Heat Load Formulas

The three air-side heat equations every load calculation rests on — sensible, latent, and total heat — with their standard-air constants and where those constants come from. Sensible heat changes temperature, latent heat changes moisture, and total heat is the sum, read off enthalpy. All three assume standard air density.

Sensible, latent & total heat

Standard air
The three air-side heat formulas and their constant derivations, at standard air density 0.075 lb/ft³ and specific heat 0.24 BTU/lb·°F.
HeatFormula (BTU/hr)Constant derivation
SensibleQs = 1.08 × CFM × ΔT(°F)60 min/hr × 0.075 lb/ft³ × 0.24 BTU/lb·°F
LatentQl = 0.68 × CFM × ΔW(grains/lb)4.5 × 1,060 BTU/lb ÷ 7,000 grains/lb
TotalQt = 4.5 × CFM × Δh(BTU/lb)60 min/hr × 0.075 lb/ft³
The latent constant is 0.68 per grain of moisture; the pound-based form (4,840 per lb of moisture) uses a slightly different heat of vaporization, so it is an approximate equivalent, not an exact 7,000× multiple. Above ~2,000 ft, apply a density correction.
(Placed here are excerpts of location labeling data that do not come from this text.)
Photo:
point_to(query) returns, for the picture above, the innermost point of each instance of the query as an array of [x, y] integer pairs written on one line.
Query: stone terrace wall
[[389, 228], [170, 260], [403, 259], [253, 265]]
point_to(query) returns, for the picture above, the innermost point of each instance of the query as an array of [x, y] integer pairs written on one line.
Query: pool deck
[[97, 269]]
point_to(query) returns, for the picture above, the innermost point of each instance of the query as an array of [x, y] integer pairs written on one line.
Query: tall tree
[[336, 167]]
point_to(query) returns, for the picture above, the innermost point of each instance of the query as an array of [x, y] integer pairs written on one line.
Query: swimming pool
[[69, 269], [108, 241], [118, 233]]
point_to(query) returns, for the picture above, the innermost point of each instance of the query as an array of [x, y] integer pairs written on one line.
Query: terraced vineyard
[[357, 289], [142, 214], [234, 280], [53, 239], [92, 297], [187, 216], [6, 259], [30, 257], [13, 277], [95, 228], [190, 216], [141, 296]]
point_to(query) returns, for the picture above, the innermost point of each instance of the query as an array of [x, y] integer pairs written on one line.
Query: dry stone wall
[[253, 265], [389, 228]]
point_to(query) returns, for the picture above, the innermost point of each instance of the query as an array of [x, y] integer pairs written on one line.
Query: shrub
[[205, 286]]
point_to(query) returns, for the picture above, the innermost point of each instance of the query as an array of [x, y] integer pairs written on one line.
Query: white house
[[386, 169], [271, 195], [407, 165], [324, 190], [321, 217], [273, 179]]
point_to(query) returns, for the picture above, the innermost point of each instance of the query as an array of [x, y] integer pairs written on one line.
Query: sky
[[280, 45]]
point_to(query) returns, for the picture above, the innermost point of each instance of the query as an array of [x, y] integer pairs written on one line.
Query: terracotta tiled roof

Three heats, one air stream

Every BTU an air stream carries is either sensible or latent. Sensible heat is what a thermometer reads — it changes the dry-bulb temperature, and its formula keys on ΔT. Latent heat is hidden in the moisture: it does not change temperature, only the humidity ratio, so its formula keys on ΔW in grains. Total heat is the sum of the two, and because enthalpy already bundles temperature and moisture together, the total formula keys on the enthalpy difference Δh. The three constants — 1.08, 0.68, 4.5 — are just the same standard-air density and specific heat repackaged for each driving variable.

For example, 1,000 CFM across a 20°F temperature drop removes 21,600 BTU/hr of sensible heat. To turn that into a system, pair it with the airflow from the CFM calculator and the saturation temperatures from the psychrometric reference.

Common questions

What is the sensible heat formula in HVAC?

Sensible heat (the heat that changes air temperature) is Qs = 1.08 × CFM × ΔT, where ΔT is the dry-bulb temperature difference in °F. The 1.08 constant is 60 minutes/hour × 0.075 lb/ft³ (standard air density) × 0.24 BTU/lb·°F (the specific heat of air). So 1,000 CFM across a 20°F rise is 1.08 × 1,000 × 20 = 21,600 BTU/hr.

What are the 1.08, 0.68, and 4.5 constants?

They are the standard-air constants for the three heat equations: 1.08 for sensible heat (per °F), 0.68 for latent heat (per grain of moisture), and 4.5 for total heat (per BTU/lb of enthalpy). All three assume standard air density of 0.075 lb/ft³ — 4.5 = 60 × 0.075, 1.08 = 4.5 × 0.24, and 0.68 = 4.5 × 1,060 ÷ 7,000.

Do these formulas work at high altitude?

Not directly. All three constants are built on standard air density (0.075 lb/ft³, roughly sea level at 70°F). Above about 2,000 feet the air is thinner, so you apply a density correction factor — the constants scale down with the reduced density.